ECLI:NL:RBDHA:2020:9541
Rechtbank Den Haag
- Eerste aanleg - enkelvoudig
- Rechtspraak.nl
Verlening van een zorgmachtiging op basis van de Wet verplichte geestelijke gezondheidszorg
In deze zaak heeft de Rechtbank Den Haag op 18 september 2020 een beschikking gegeven inzake de verlening van een zorgmachtiging voor een betrokkene, geboren in 1991, die lijdt aan een psychische stoornis, te weten een schizofreniespectrum- en andere psychotische stoornissen. De officier van justitie had op 7 september 2020 een verzoek ingediend voor een zorgmachtiging, waarbij verschillende documenten, waaronder een medische verklaring en een zorgplan, waren gevoegd. De mondelinge behandeling vond plaats op dezelfde datum, waarbij de rechtbank, vanwege de coronamaatregelen, de betrokkenen telefonisch hoorde.

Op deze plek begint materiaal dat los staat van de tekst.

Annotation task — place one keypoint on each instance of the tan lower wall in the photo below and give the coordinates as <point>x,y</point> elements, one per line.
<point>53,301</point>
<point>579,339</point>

De rechtbank heeft vastgesteld dat de betrokkene eerder is aangehouden voor strafbare feiten en momenteel in voorlopige hechtenis zit. Er is een groot gevaar voor recidive van gewelddadige delicten. De psychiater heeft verklaard dat er geen mogelijkheden voor passende zorg op vrijwillige basis zijn, en dat verplichte zorg noodzakelijk is om het ernstig nadeel af te wenden en de geestelijke gezondheid van de betrokkene te stabiliseren. De rechtbank heeft de verzochte vormen van verplichte zorg, zoals het toedienen van medicatie en het beperken van de bewegingsvrijheid, noodzakelijk geacht.
De rechtbank heeft de zorgmachtiging verleend, die geldig is tot en met 18 maart 2021. De beschikking is gegeven door mr. A.C.J. van Dooijeweert, rechter, en is uitgesproken ter openbare zitting. Tegen deze beschikking staat het rechtsmiddel van cassatie open.